By employing a differential sieving approach, Kim et al. [26] demonstrated that nephrin expression was specifically reduced in hypertrophied glomeruli of diabetic rats, but not in smaller-sized glomeruli. Early glomerular enlargement is a feature of both nephron mass reduction and experimental diabetes, although the pathogenetic processes activated by these two experimental approaches are likely to be different [27]. In the present study, the glomerular volume was significantly greater in DM-SNx rats than in the other three groups, suggesting that enhanced glomerular enlargement may contribute to the downregulation of nephrin and augmented albuminuria in these animals.
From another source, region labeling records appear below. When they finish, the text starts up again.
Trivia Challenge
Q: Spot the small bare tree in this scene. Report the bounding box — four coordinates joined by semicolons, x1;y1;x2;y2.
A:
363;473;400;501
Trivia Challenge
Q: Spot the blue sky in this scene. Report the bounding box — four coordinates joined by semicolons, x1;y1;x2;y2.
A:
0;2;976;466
However, while this represents one pathogenetic process it is unlikely to be the sole one, given the magnitude of increase in albumin excretion observed in these animals.
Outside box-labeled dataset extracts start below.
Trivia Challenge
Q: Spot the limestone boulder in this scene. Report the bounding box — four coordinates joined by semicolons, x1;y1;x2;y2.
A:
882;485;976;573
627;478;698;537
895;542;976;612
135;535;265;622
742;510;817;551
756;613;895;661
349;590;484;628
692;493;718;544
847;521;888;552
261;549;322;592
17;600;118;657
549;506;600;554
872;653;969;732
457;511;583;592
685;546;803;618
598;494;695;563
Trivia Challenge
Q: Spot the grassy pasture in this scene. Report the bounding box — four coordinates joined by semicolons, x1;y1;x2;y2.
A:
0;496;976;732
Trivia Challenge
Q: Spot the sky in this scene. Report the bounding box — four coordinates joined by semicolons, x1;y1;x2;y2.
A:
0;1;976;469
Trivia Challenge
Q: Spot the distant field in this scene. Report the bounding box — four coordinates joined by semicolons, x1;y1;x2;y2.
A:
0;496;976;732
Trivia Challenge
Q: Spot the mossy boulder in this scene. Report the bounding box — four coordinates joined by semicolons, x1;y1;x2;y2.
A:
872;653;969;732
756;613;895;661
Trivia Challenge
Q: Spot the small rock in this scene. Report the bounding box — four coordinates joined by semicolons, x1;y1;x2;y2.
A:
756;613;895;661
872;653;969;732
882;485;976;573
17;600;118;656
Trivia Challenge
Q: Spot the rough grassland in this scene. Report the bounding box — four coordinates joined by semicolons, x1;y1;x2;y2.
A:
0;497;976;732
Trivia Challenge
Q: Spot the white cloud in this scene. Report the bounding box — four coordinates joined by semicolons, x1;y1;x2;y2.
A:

Histologically, excessive accumulation of the extracellular matrix within the glomerular mesangium correlates most closely with GFR decline in advancing renal disease [28]. In the present study, the magnitude of glomerulosclerosis in DM and SNx rats was equivalent, although its pattern of distribution was qualitatively quite different, with a diffuse increase in mesangial matrix deposition occurring in the former and focal glomerular injury a feature of the latter. While DM-SNx rats displayed an increase in the proportion of severely sclerosed glomeruli, the absence of accelerated GFR decline in these animals is indicative of the hyperfiltrative effects of hyperglycemia alone.

Despite heavy albuminuria and augmented renal injury, like all currently available models of nephropathy the DM-SNx rat is not without its limitations. For instance, pathological changes were most prominent within the glomeruli. In contrast, tubulointerstitial fibrosis, that also correlates with advancing renal injury [29], was relatively unaffected. A further methodological limitation is the limited tissue available (1/6 of the renal mass) for subsequent molecular biological and/or histological analysis. The mechanism by which renal injury was induced may also be argued as not being representative of the clinical setting. However, this is no more so than in models that rely on the mutation, deletion or overexpression of genes implicated in the pathogenetic process. Hemodynamic forces play a fundamental role in the pathogenesis of diabetic nephropathy and, in this respect, the DM-SNx rat may be viewed as offering advantages in modeling some aspects of diabetic nephropathy including the presence of concurrent hypertension.

In summary, the DM-SNx rat model may be considered a complementary addition to the inventory of tools now available for the study of pathogenetic processes and novel therapies in diabetic nephropathy.